Iceland’s geographical position a few degrees south of the Arctic Circle makes it very well placed to view the aurora borealis, commonly seen across the country between mid-August and mid-April. The strobing lights frequently appear in the skies above Reykjavik, but light pollution can make them tricky to spot.
This evening tour with a private guide takes you out of the city to increase your chances of seeing a display in the inky-black sky. Your guide will also help you to understand the science behind the lights and give you tips on how best to photograph them.
You’ll be collected from your hotel in Reykjavík at 9pm on the evening of your tour and venture out of the city with your private guide. During the tour, you’ll have plenty of opportunity to get out of your vehicle and explore on foot.
Once your guide has found a suitable spot to stop and look for the lights, you’ll get out and wait.
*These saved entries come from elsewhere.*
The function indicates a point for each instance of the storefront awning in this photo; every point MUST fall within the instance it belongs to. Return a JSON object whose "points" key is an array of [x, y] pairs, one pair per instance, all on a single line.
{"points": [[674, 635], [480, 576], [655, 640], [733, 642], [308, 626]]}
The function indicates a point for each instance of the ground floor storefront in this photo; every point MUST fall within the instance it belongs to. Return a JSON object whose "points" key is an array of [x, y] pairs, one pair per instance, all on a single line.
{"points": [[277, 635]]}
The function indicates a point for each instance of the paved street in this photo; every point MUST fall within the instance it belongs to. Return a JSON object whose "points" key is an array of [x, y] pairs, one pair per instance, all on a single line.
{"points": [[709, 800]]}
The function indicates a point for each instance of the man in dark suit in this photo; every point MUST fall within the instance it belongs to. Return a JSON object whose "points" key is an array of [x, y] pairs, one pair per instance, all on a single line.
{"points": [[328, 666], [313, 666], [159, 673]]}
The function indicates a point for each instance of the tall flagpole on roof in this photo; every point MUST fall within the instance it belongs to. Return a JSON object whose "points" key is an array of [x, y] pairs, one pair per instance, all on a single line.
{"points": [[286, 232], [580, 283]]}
Solar activity is never guaranteed and it may take some time before the lights appear.
Depending on aurora activity, the lights may appear as a long, cloud-like arch across the sky, or you may see more defined, ribbon-like layers with distinct neon-green and purple hues. Your guide will point out the first signs of the lights and explain what causes this unusual celestial activity.
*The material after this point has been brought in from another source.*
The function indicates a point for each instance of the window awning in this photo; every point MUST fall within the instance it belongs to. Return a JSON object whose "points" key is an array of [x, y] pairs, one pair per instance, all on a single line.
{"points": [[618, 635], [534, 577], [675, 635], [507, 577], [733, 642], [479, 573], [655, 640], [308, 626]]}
Using images captured on their digital SLR camera, your guide will help explain the structure of the aurora and demonstrate their vibrancy and complexity.
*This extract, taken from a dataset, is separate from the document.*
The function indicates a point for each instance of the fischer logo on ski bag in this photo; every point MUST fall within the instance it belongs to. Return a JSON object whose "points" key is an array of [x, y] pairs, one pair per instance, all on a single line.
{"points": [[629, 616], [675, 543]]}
If you wish to photograph the northern lights yourself, we recommend bringing an SLR camera and tripod — it’s very difficult to capture them on a phone or compact camera. Your guide can give you tips on photographing the aurora, including how to get the optimum settings on your camera.
Hot chocolate is provided during the evening to help keep you warm. Patience and flexibility are essential on this tour. If the weather is bad, cloudy skies are forecast, or solar activity is low, the tour may be canceled or postponed to the following evening.
You’ll return to your hotel in Reykjavik at about 1am.